Seals v. Morris County is a case arising from a car accident. Seals (plaintiff) was driving his pickup truck on a road in Morris County New Jersey early in the morning. There was snow on the ground, and when the plaintiff tried to step on his brakes, the car continued downhill. The car hit an electric utility pole that was placed several feet from the side of the road. Plaintiff sustained injuries for which he sought damages.

Plaintiff sued Morris County for negligent maintenance of the road he was traveling on, and Jersey Central Power and Light (Electric Co.) for its alleged negligent placement of the electric pole.

The main issues in this case were two-fold. First, the court analyzed whether an electric company could be held liable for negligently placing an electric pole along a public highway. Secondly, whether a county is entitled to claim sovereign immunity where the county was negligent.
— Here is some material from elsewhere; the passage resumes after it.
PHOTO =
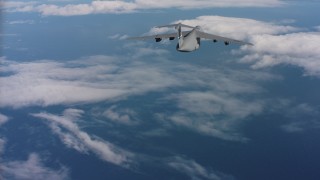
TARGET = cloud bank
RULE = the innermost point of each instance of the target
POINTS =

This electric pole was placed on county property. The Electric Co. had placed the pole there and had not received any objection to the pole’s placement from the county. There had been previous car accidents that occurred involving the pole which the Electric Co. was made aware of. However, it was company policy at the Electric Co. that the only time it moved electric poles was at the request of the county where the pole is located.

Although the pole was located on county property, the county argued that because there was no Morris County police, the county had no notice that these accidents were occurring there because the municipal police did not notify them. The county further argued that it had not given consent to have that pole placed there, although it had been there for over thirty years.

The Electric Co. argued that although the county had been silent as to the placement of the pole, this silence should be considered assent; thus rendering the Electric Co. immune from the imposition of liability. This argument hinged on state statute that indicates that where a utility company has maintained a utility pole in the same location for ten years, the owner of the land where the pole is placed is presumed to have consented to this placement.

With both the Electric Co. and the county arguing that the other should be held liable under negligence, the court was set decide the matter. Through application of state statute and New Jersey case law, this court held that where a government entity directs a utility company to where utility poles should be placed the utility company is immune from liability. However, the facts of this case indicate that the County had been silent as to the placement of this offending pole thus, conferring ordinary negligence to both the county and the Electric Co.

Thus the rule established in this case is that where a utility company negligently places or maintains an electric pole causing an unreasonable and unnecessary danger to drivers traveling on that road, the utility company can be held liable.

Through this court decision it is seen that the only way a utility company can be immune from liability is where it negligent acts were a result of a direction from a governmental entity.

The issue of whether the county is immune from liability was left to the lower court to determine on remand.